Esai : Zulfaisal Putera
Jika bicara soal
Kota Kandangan, maka ada banyak hal yang terbayang. Yang paling enak dulu tentu
kulinernya yang maunjai. Katupat Kandangan, karau bersantan dengan iwak
haruan-nya; Dodol, hitam manis legit dan pasti asli; Lamang, lemak, gurih, dan
bergetah plus telur asin alias intalu jaruk lezat dan kaya protein; Dan yang
satu ini, khas banget, Samu, ikan yang ditabur beras yang disangrai bercampur
garam.
Yang asyik
dilihat dari Kandangan adalah wanitanya yang dikenal cantik dan berkulit kuning
langsat. Kecantikannya konon melebihi wanita lainnya di banua ini. Dalam
istilahnya disebut Pariwantan, paling bungas, dari lacit sampai hambayang.

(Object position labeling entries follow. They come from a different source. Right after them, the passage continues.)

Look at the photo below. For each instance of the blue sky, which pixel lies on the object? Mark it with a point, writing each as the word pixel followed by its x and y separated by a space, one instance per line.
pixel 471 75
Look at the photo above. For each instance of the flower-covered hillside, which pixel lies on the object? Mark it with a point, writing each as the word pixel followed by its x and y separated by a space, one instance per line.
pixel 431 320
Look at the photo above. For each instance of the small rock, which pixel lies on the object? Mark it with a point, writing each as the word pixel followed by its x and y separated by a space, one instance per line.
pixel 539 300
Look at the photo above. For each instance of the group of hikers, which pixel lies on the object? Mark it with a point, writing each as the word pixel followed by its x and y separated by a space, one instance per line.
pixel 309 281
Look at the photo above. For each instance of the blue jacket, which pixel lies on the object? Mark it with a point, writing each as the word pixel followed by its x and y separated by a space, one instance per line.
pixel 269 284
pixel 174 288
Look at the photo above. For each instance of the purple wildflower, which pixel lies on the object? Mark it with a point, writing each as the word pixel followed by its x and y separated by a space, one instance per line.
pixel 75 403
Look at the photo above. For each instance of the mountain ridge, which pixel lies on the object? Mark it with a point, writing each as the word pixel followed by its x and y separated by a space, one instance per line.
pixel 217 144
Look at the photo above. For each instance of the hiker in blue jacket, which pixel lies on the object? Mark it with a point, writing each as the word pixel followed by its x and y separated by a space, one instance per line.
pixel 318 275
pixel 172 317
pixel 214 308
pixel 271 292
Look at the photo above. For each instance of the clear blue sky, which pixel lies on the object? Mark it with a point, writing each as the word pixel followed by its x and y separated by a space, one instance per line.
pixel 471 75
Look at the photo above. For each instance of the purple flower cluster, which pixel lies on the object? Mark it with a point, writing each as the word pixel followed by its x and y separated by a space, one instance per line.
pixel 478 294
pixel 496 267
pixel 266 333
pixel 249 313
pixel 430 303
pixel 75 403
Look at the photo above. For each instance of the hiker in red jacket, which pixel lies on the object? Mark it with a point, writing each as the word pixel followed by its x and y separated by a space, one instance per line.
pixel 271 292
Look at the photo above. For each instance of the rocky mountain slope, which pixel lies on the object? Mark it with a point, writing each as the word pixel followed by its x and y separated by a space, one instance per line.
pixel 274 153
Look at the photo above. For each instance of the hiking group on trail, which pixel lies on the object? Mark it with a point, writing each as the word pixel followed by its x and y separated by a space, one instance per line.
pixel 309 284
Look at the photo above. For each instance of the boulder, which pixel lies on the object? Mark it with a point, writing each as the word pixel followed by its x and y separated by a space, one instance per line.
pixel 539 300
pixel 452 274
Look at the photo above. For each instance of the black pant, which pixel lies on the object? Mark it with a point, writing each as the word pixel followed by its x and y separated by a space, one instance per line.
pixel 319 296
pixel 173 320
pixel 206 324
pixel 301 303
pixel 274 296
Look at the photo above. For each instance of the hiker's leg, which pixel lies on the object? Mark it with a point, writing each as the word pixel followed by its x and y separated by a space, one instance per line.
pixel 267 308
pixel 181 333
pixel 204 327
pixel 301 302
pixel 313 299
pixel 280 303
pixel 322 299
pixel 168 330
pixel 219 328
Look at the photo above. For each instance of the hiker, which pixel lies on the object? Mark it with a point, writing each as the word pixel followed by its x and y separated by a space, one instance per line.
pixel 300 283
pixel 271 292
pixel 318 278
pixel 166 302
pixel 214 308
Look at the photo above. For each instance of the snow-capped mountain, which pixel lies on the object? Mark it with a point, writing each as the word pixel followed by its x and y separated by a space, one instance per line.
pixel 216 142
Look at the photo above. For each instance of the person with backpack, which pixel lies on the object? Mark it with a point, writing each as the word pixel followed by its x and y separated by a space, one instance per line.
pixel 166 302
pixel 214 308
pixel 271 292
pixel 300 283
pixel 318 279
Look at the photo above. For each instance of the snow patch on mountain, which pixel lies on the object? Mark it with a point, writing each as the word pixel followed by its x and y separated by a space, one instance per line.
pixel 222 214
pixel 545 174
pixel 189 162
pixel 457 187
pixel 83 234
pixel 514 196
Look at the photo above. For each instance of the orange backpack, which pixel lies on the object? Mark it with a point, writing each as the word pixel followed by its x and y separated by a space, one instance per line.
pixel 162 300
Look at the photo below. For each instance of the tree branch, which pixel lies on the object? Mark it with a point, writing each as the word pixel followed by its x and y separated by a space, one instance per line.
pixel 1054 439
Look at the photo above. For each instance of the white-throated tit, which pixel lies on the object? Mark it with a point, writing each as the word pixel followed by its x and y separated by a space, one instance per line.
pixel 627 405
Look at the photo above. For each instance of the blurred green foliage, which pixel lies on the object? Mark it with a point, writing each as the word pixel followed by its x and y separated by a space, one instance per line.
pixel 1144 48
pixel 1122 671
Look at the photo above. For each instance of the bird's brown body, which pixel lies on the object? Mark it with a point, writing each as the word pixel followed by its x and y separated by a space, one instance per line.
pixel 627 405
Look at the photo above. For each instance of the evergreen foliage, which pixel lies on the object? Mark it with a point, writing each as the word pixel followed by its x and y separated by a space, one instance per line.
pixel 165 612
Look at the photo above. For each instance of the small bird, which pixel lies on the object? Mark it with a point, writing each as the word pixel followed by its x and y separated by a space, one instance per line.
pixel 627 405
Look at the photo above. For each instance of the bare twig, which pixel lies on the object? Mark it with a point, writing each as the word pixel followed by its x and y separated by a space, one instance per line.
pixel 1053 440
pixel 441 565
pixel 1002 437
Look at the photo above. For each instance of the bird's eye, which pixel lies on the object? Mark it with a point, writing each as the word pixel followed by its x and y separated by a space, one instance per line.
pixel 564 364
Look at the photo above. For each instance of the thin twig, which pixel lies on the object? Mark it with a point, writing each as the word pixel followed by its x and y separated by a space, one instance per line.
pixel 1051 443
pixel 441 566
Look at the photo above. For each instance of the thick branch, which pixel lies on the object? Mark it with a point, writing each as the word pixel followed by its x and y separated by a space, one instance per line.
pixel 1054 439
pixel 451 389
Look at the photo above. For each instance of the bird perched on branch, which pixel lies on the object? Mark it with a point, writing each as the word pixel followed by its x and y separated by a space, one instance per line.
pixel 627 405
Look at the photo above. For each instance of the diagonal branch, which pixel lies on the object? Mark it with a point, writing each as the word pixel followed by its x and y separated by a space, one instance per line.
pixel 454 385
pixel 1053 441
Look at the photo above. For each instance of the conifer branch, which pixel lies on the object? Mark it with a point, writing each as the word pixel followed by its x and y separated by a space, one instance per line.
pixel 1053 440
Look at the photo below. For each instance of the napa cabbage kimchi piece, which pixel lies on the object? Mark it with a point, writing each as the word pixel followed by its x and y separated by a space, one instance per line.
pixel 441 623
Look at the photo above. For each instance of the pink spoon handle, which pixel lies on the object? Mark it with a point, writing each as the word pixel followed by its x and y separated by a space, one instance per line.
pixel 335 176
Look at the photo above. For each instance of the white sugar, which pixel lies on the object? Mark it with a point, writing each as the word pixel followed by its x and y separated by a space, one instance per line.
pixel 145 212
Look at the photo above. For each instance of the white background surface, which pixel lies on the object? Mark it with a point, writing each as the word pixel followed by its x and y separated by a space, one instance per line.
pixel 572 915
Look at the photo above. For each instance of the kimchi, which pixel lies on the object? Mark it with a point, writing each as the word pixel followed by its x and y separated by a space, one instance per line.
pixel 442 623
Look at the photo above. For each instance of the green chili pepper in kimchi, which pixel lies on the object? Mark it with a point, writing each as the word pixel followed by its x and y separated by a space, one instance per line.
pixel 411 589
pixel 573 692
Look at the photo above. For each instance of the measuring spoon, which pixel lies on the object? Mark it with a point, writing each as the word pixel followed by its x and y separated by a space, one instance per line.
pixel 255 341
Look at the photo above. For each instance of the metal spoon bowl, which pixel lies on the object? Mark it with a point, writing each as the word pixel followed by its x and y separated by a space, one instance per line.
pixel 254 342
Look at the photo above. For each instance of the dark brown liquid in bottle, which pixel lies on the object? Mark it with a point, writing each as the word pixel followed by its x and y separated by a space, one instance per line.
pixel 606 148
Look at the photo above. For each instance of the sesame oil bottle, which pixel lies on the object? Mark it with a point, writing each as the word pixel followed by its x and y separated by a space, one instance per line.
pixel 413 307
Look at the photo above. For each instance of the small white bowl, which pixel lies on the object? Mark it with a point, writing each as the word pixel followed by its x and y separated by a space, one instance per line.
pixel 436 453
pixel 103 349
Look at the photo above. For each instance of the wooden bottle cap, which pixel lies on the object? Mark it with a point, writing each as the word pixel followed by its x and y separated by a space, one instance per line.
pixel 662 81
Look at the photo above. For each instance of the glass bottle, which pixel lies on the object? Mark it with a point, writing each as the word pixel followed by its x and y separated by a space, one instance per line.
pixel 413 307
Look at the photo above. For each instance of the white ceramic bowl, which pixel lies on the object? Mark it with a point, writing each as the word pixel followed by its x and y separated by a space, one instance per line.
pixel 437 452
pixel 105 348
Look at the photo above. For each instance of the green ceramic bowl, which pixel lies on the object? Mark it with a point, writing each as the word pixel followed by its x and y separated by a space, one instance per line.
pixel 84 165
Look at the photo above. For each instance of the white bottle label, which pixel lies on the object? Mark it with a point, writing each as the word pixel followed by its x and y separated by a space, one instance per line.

Percayalah, saking cantiknya, bayangannya pun terlihat cantik. Berbanggalah
yang beristri wanita Kandangan.
Kandangan juga
memiliki nilai kesejarahan di zaman perjuangan. Kota ini menjadi basis
perlawanan geriliyawan ALRI Divisi IV Pertahanan Kalimantan yang dipimpin
Brigjend H. Hasan Basry terhadap penjajahan Belandan dan NICA. Tanah ini juga
lahirkan banyak tokoh pejuang seperti Temenggung Antaluddin, Panglima Dambung,
Singakarsa, Aluh Idut, dan beberapa.
Kandangan
dikenal sebagai tanah jawara. Konon, dulu, di daerah ini ada banyak jagau.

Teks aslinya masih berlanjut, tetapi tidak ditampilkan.